With hindsight I think it's a good example of bad judgment all around. The dive isn't suited to novices without close supervision, the wannabe tech diver didn't realise in time that his buddy was going beyond reach for his particular gas mix, the more experienced divers in the group were slow to interfere when it became clear the two weren't acting on the instructions signalled to them.

Art
 
AquaTec:
a very long story but i will jump right to the dumest thing part

an instructor on the surface, no mask, no hood, panicked, flooded drysuit and drowning.

six students circling him and watching him drown all the while sitting there with that deer in the head lights look on their face.

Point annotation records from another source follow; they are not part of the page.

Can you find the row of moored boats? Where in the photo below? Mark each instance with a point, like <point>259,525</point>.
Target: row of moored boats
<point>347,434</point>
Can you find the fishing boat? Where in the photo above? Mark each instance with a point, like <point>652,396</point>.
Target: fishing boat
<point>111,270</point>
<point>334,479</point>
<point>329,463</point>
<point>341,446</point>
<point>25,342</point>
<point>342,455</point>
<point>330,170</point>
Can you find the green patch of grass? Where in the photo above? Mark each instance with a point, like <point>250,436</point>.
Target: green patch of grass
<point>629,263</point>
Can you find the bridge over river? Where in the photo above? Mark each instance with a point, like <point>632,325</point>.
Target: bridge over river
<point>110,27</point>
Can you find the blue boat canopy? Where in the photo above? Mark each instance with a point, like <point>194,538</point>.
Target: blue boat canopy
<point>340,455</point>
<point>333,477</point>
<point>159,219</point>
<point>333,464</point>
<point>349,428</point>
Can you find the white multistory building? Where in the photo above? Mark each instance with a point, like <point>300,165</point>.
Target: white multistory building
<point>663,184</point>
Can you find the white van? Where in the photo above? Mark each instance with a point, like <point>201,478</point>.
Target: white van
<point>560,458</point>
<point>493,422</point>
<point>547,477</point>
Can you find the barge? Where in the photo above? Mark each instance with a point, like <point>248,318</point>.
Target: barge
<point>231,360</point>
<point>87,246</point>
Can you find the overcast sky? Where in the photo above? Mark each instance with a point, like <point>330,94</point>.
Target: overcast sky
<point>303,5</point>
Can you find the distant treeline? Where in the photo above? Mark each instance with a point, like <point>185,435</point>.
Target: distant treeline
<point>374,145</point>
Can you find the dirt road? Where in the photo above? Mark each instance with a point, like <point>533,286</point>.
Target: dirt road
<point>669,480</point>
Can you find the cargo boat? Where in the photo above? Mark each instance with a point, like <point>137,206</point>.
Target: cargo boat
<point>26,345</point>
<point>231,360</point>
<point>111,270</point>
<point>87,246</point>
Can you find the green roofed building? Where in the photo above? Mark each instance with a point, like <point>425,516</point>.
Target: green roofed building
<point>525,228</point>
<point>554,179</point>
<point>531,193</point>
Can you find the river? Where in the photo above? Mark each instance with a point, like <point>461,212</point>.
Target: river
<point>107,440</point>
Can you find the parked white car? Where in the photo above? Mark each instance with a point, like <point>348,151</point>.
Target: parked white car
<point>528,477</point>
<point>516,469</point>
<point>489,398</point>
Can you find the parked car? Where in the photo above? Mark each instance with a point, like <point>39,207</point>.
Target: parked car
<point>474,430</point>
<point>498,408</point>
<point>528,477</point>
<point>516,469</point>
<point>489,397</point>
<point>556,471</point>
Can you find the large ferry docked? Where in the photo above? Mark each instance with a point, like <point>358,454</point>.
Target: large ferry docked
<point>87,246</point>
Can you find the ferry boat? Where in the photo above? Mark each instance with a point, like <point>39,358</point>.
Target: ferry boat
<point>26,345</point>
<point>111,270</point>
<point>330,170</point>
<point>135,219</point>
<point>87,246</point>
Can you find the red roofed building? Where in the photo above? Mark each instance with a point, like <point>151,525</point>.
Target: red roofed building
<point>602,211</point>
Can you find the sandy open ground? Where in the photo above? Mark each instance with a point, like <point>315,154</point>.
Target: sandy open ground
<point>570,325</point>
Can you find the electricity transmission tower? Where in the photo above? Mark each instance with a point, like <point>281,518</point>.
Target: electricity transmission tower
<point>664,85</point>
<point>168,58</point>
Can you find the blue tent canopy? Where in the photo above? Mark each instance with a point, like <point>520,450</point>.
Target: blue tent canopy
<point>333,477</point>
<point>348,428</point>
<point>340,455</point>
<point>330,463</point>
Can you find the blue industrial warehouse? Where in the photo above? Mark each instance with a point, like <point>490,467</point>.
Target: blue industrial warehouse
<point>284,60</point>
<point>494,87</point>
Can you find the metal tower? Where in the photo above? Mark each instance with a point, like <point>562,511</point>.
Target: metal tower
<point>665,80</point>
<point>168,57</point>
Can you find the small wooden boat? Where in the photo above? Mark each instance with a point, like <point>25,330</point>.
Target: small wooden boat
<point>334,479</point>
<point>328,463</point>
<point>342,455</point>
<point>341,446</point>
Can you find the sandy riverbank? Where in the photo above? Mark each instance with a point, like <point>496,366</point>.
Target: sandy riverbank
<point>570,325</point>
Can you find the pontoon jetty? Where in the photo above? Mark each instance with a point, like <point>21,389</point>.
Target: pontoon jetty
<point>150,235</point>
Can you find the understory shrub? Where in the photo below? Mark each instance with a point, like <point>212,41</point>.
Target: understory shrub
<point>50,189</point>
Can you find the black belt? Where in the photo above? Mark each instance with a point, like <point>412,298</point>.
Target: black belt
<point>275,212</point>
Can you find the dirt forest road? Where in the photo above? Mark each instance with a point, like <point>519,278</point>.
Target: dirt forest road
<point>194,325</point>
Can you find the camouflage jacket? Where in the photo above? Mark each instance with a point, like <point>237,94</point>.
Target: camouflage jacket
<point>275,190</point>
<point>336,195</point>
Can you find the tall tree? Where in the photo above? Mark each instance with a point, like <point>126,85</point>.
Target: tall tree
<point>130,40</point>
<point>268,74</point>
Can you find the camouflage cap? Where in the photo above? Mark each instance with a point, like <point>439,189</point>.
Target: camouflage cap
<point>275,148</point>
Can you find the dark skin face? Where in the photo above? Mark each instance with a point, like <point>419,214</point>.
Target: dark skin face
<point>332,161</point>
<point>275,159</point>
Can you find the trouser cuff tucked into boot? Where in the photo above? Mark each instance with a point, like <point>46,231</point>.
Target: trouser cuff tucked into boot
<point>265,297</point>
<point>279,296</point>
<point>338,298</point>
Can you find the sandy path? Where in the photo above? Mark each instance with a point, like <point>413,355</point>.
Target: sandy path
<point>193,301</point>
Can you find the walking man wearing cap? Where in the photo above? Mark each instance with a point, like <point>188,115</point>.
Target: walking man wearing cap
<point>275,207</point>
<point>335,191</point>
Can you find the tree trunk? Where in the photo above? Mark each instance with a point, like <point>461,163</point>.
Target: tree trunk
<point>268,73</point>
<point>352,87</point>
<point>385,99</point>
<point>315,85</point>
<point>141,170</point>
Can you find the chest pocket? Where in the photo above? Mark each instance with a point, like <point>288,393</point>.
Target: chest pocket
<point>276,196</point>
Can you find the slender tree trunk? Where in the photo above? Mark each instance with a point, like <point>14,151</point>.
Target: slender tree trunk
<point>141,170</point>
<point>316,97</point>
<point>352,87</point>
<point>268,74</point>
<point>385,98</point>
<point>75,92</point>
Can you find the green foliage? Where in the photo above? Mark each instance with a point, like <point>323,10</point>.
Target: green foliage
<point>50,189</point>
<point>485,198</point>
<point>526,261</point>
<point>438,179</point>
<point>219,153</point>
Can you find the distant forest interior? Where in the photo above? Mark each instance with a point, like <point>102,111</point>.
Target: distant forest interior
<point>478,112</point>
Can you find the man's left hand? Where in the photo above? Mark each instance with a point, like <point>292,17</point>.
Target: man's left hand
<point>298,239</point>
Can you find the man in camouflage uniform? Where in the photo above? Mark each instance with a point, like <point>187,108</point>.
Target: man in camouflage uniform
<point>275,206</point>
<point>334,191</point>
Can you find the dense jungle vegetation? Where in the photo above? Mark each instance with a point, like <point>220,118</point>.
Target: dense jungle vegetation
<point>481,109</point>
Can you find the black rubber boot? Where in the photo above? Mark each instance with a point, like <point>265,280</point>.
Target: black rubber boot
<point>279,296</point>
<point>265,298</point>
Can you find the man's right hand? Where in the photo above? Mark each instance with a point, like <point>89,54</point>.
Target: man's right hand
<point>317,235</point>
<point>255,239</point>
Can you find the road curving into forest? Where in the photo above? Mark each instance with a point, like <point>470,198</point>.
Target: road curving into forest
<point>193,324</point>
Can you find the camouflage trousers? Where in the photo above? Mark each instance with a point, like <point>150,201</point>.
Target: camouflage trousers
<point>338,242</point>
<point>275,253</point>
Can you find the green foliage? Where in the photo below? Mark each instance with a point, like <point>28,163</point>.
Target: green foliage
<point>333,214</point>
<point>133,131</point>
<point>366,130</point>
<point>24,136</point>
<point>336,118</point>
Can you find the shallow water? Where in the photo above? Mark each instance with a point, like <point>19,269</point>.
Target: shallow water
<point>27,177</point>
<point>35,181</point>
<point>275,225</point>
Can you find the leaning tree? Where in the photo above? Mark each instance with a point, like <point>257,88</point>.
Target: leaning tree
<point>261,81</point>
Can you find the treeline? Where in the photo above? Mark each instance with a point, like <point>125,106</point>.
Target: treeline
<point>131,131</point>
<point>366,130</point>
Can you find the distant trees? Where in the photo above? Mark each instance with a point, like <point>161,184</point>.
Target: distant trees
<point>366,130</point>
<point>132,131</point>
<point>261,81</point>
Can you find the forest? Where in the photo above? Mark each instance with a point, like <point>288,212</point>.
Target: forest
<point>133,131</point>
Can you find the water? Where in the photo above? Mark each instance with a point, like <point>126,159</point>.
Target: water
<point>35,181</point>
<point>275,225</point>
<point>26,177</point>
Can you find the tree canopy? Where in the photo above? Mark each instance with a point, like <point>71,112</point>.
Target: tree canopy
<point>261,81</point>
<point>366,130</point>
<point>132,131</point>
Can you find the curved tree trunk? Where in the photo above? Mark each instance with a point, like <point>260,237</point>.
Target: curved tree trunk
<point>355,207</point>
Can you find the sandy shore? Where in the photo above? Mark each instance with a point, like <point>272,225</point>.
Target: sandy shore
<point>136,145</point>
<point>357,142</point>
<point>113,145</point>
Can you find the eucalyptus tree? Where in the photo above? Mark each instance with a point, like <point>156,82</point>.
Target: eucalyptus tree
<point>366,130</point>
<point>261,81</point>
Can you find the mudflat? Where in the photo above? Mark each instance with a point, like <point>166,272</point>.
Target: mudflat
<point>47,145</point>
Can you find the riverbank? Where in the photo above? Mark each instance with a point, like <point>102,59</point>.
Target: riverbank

I had to swim about 200 yards and puled him up from about 20 feet under by the time i got to him, his students still circling were he was with that same dumb look on their face

I don't mean this as a hijack, so make a different thread if you think it is needed. But I'd really be interested in hearling the long version of this story. It jsut seems like so many things have hit the fan at this point, I'd like to hear the sequence.

Edited: Oops, old post. :D
 
In Coz, a diver got a very mild snag on the anchor line during descent, he just had the line wedged onto his first stage. Instead of letting his buddy continue to undo the tangle, he pulls out a very impressive dive knife and starts to hack at the line. Had he cut thru the line, he would be very surprised when he is now attached to the boat, and now that the boat is no longer anchored, it will start to rock in the swells, and drag him with it. Not to mention he would have created a VERY pissed off crew.
Luckily, our guide caught him in time and gave him a good staring at before we continued our dive.
 
zboss:
I once heard and AOW student ask the instructor how to vent air from his BCD.

Had the opposite problem. I spent two dives swimming behind a girl who was scared as hell of having *any* air in her BC whatever. She spent almost two hours essentially on her hands an knees, pulling herself along the bottom.

Even worse. It was a DM-led dive, and periodically the DM would look back, see what was going on and add air for her. Immediately, the girl would dump it out again as "she was scared of shooting to the surface."

Right. Especially dangerous since we spent the whole dive at 15 feet :)
for dive 2, the DM insisted she remove her gloves so she could get a taste of how the coral felt when she grabbed it. Oddly, she didn't seem too keen to vent the air out on that dive...
 
Time - a few years ago

Place - Southern Red Sea

Scenario
Was on liveaboard out of Marsa Alam. During a dive, I'm stationary along with my group, watching for hammerhead sharks at 30M.

A group from a rusty tin tub of a liveaboard moored next to us appears. Two men from that group suddenly decend like lead. I lose sight of them. A few minutes later, they reappear and judging by their gestures, they'd seen or done something amazing.

Back on the boat, our dive leader who'd witnessed this strange event informed us that the two guys had been having a contest to see who could go down deepest and the winner's computer registered 78 metres and he was showing this off to the rest of the group (who were oblivious to the hammerheads and the other marine life but concerned solely with who could perform this deep-diving feat).

I don't know what became of this lot - and I don't think I care.